Eye-witness accounts said the F/A-18E had run into the canyon wall at high speed, creating a mushroom cloud that could be seen for miles in the surrounding desert. They did not see the pilot eject.
The pilot of the single-seat F/A-18E fighter jet from VFA-151 Vigilantes that crashed on Wednesday has been declared dead, Navy officials said Thursday afternoon.
“The Navy has confirmed that the pilot of the F/A-18E Super Hornet that crashed July 31st died in the crash,” spokeswoman Lt. Cmdr. Lydia Bock told USNI News in a statement. “The identity of the pilot will be withheld until 24 hours following notification of next of kin. The Navy mourns the loss of one of our own, and our hearts go out to the family and friends affected by this tragedy.”

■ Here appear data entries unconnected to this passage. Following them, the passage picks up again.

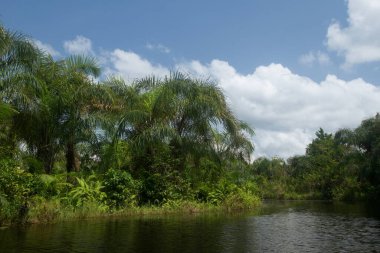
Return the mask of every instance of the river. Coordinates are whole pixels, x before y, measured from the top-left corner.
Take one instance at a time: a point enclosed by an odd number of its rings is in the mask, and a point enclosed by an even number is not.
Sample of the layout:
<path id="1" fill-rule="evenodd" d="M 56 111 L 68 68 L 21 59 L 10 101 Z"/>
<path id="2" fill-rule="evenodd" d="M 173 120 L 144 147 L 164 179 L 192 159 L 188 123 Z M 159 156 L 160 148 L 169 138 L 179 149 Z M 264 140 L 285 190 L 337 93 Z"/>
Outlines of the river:
<path id="1" fill-rule="evenodd" d="M 254 213 L 102 218 L 0 230 L 0 252 L 380 252 L 364 204 L 267 201 Z"/>

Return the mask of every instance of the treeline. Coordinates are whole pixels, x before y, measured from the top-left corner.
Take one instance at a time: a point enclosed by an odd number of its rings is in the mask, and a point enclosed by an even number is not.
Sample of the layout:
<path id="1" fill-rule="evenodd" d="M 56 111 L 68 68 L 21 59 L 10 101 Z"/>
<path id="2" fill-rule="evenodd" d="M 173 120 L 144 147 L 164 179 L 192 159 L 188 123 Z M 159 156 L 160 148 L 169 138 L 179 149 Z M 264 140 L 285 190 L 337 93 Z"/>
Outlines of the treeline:
<path id="1" fill-rule="evenodd" d="M 181 73 L 97 81 L 100 73 L 91 57 L 54 60 L 0 27 L 0 223 L 258 203 L 250 181 L 230 176 L 248 166 L 253 131 L 216 84 Z"/>
<path id="2" fill-rule="evenodd" d="M 380 115 L 354 130 L 319 129 L 306 154 L 259 158 L 252 173 L 266 198 L 380 200 Z"/>

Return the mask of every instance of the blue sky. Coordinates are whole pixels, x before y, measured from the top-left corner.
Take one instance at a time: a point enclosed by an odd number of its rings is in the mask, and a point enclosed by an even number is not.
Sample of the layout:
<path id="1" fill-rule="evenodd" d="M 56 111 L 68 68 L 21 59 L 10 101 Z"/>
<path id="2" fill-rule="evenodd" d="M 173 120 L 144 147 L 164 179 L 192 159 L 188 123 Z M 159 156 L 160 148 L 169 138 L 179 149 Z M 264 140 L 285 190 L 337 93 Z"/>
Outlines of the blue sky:
<path id="1" fill-rule="evenodd" d="M 2 2 L 5 26 L 57 50 L 83 35 L 95 48 L 132 50 L 164 65 L 217 58 L 248 73 L 277 62 L 315 79 L 328 69 L 300 66 L 299 56 L 326 51 L 327 27 L 346 20 L 343 0 Z M 170 54 L 148 50 L 147 43 L 164 45 Z"/>
<path id="2" fill-rule="evenodd" d="M 3 25 L 56 58 L 93 55 L 129 80 L 212 77 L 255 127 L 257 156 L 302 153 L 319 127 L 380 111 L 378 0 L 1 2 Z"/>

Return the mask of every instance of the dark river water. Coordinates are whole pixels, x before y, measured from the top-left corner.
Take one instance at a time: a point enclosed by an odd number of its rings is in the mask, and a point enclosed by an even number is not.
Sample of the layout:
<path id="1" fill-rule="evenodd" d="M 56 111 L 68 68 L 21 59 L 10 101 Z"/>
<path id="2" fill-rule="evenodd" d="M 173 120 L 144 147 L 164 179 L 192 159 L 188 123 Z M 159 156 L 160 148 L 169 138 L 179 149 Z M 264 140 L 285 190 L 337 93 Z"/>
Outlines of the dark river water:
<path id="1" fill-rule="evenodd" d="M 0 230 L 0 252 L 380 252 L 363 204 L 265 202 L 256 213 L 125 217 Z"/>

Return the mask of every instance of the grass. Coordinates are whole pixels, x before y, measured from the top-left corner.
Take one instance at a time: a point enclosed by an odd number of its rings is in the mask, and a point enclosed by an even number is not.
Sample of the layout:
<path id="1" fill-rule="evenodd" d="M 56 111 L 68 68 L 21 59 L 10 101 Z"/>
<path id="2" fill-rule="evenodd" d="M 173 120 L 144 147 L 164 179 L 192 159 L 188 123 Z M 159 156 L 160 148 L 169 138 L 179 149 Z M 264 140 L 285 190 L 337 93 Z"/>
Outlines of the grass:
<path id="1" fill-rule="evenodd" d="M 248 202 L 247 202 L 248 200 Z M 219 205 L 200 203 L 189 200 L 169 200 L 162 206 L 127 207 L 119 210 L 107 210 L 97 203 L 86 202 L 83 206 L 73 208 L 62 205 L 59 200 L 35 202 L 30 206 L 27 223 L 48 224 L 69 220 L 83 220 L 117 216 L 151 216 L 151 215 L 197 215 L 204 213 L 231 213 L 251 210 L 260 205 L 257 197 L 227 198 Z M 9 225 L 9 224 L 8 224 Z"/>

The Super Hornet, most probably F/A-18E BuNo. 168471, NG-400, the CAG bird of the squadron, crashed at about 10 a.m. local time in the so-called “Star Wars Canyon” – a popular spot for military aviation photographers in the Death Valley National Park.
A Navy summary of the crash said the aircraft impacted against the side of the canyon wall during low altitude training.
The National Park Service told reporters that seven people suffered minor injuries as a result of the crash.
Eye-witness accounts said the aircraft had run into the canyon wall at high speed, creating a mushroom cloud that could be seen for miles in the surrounding desert. They did not see the pilot eject. Images from the scene show a dark patch on the canyon wall where the fighter is believed to have hit.
The incident is now under investigation.
VFA-151 is part of Carrier Air Wing 9, which returned to California earlier this year after completing a deployment aboard USS John C. Stennis (CVN-74).
The fighter crash follows a November two-seat Navy F/A-18F Super Hornet crash in the Philippine Sea. Both aviators were recovered safely.